Thank you Kate for your kind words! I’ve got a lot more frames I need to clean, and will definitely use your 3-day freeze advice! The gloves I was using were actually bee gloves I think – my friend loaned me all her gear including the gloves. That’s a super cool idea to upcycle kitchen gloves though, I’m going to give that a try too!
A Queen in Question
Not sure if this is paranoid newbee bee-parent fear taking hold or legitimate reasoning, but last night and this morning I opened the hive to look for the queen and check on the heath of the colony (after reading a bunch of posts on the net about what I should be looking for).
I know it’s bad to disrupt the hive etc, but during the transfer from the garage, I believe I ‘over smoked’ the comb area, and caused the bees to cluster away from the comb, and likely did *not* transfer the queen when I grabbed the fairly bare comb (as shown in the pictures in A Cut Out Bee Rescue).
My friend and I saw bunches of them marching around and clustering away from the comb area, and in hindsight, maybe I should have waited for them to return, with queen, to the comb. Newbee/schoolboy error.

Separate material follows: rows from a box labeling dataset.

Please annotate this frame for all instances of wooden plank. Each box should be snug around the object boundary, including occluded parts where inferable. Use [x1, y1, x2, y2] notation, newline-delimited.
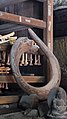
[0, 0, 45, 8]
[0, 0, 28, 8]
[0, 75, 44, 83]
[0, 25, 28, 34]
[0, 11, 46, 29]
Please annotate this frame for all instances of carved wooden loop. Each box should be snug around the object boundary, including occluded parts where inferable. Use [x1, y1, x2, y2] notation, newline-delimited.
[11, 37, 61, 100]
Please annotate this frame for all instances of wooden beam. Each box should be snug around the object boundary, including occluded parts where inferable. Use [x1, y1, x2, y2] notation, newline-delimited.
[0, 11, 46, 29]
[0, 24, 28, 34]
[0, 75, 44, 83]
[0, 0, 28, 8]
[0, 0, 46, 8]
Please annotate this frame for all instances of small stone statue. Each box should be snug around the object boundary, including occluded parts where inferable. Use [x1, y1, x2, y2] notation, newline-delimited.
[48, 87, 67, 119]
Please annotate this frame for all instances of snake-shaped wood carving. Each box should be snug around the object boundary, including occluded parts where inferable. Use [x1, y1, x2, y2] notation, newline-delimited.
[11, 28, 61, 100]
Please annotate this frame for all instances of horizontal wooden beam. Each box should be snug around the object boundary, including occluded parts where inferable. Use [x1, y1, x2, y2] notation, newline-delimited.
[0, 11, 46, 29]
[0, 0, 28, 8]
[0, 24, 28, 34]
[0, 0, 45, 8]
[0, 75, 44, 83]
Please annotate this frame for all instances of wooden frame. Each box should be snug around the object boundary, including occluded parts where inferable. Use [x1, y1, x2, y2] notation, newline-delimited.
[0, 0, 53, 83]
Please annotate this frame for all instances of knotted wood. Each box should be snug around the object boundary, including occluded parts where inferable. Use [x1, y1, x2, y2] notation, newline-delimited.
[11, 33, 61, 100]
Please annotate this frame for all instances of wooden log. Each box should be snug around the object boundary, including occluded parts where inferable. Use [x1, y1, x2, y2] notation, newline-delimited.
[0, 0, 44, 8]
[0, 25, 28, 34]
[0, 0, 27, 8]
[11, 34, 61, 100]
[0, 11, 46, 29]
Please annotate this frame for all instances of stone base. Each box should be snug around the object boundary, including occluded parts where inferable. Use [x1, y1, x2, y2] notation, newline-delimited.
[47, 115, 67, 119]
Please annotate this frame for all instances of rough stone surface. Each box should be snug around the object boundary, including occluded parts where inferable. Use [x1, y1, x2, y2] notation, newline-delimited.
[19, 94, 39, 109]
[38, 101, 48, 117]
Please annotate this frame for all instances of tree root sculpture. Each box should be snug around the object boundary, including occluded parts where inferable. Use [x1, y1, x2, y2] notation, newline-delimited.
[11, 28, 61, 100]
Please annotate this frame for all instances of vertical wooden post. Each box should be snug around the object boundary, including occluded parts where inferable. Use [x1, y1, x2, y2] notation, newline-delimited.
[47, 0, 53, 52]
[47, 0, 53, 81]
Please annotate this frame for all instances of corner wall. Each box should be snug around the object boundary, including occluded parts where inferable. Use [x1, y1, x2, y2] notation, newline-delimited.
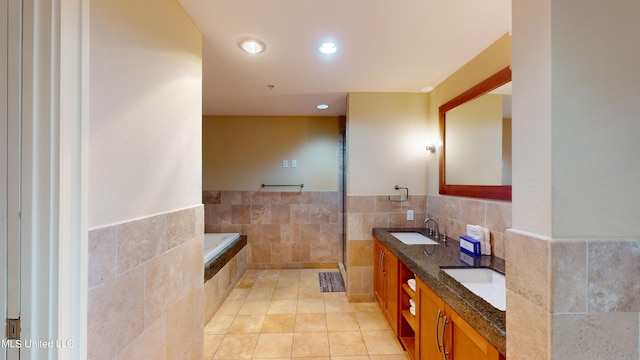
[345, 93, 433, 301]
[87, 0, 204, 360]
[506, 0, 640, 360]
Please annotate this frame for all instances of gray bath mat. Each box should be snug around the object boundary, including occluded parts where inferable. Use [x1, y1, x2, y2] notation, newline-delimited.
[318, 272, 344, 292]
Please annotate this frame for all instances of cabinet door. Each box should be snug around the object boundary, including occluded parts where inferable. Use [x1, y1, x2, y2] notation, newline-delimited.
[446, 306, 500, 360]
[373, 239, 384, 308]
[416, 279, 446, 360]
[383, 249, 400, 336]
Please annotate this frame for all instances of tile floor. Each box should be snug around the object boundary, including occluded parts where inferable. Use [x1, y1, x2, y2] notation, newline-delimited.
[204, 269, 408, 360]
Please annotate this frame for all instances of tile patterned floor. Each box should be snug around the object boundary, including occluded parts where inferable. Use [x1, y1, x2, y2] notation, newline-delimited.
[204, 269, 408, 360]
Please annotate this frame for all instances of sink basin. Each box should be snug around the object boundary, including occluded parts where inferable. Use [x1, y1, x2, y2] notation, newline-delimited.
[390, 231, 438, 245]
[442, 268, 507, 311]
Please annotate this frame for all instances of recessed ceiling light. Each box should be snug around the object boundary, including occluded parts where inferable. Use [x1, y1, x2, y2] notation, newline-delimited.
[318, 42, 338, 55]
[238, 38, 267, 54]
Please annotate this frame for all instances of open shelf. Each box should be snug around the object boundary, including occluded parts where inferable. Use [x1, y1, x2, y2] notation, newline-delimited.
[400, 337, 416, 359]
[402, 310, 417, 331]
[402, 283, 416, 300]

At 11am this morning I was able to methodically inspect the entire hive, and found no queen, no evidence of the queen, or even any capped comb, or eggs etc showing any kind of queen activity.
A Newbee Learning
It has only been 3 days since I moved them, so I get that I’m a newbee and could easily miss all those things if they’re not super obvious!
The bees had stored the honey I fed them last night in some of the comb (no caps), and bees almost covered one frame, and were patchily covering an additional 4 frames.
I don’t think they’re starving at least because of the honey, but not yet looking like a strong hive based on my inexperienced judgement and internet pictures I’ve seen.
I’ve been reading about what bees will do without a queen, and it sounds like they’ll keep working together, but will die out since the workers won’t be replaced as there’s no brood comb in the hive. \
Patience or Planning a Replacement
I could wait patiently, and observe the hive only from the outside for the next two weeks, hoping I just failed to identify the queen. Or I could get a new queen now and see if I can introduce her with a queen cage etc, and hopefully keep the hive stronger. What do you think?
Hopefully I’m wrong, and the queen will show up, and things will improve with the abundant food sources still available. It’d be sad to lose the whole colony.
Good luck bees! Man, these little girls are like pets to me now, rather than scary animals (‘run, bees!’), I really care about what’s going to happen to them, and hope I didn’t doom them trying to save them.